Anyways, I walked into Le Shoppe, and the lights were turned off. The doors (there are two entrances--one on Old Campus and one on Elm Street) were both mysteriously open, but no one was manning the register, save a hastily written sign with "GOOD FRIDAY--CLOSED" scrawled on it. As I walked around looking for an employee to ring up my selections, other students began entering Durfee's. Eventually, there were about eight of us milling around the aisles, giving each other quizzical stares.
Moments like this--social situations that deviate from normalcy, like an excessively long line at the DMV or a black-out at work--can stimulate three different responses: genial bonding between strangers, awkward hostility/suspicion, or intellectual collaboration. At Yale, a breeding ground for sociopathic geniuses and toolish morons, one generally expects some sort of mixture of the latter two effects.

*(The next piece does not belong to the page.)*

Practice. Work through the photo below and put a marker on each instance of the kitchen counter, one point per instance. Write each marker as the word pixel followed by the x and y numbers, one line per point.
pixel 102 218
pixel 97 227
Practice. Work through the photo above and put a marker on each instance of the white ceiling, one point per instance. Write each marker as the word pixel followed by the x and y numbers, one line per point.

A hypothetical for my readers: It's noon, you're hungry, and you're in an empty retail shoppe that's fully stocked with delicious wheat-thins and tantalizingly mild cracker barrel cheese. The other patrons are discussing whether or not the security cameras are on, and, let's face it, you're suddenly thinking like a kid who just won the Nickelodeon Super Toy Run sweepstakes--does one go straight to the expensive organic aisle? shoot for bulkier items?--as you listen to your peers. WHAT WOULD SHELLY KAGAN DO?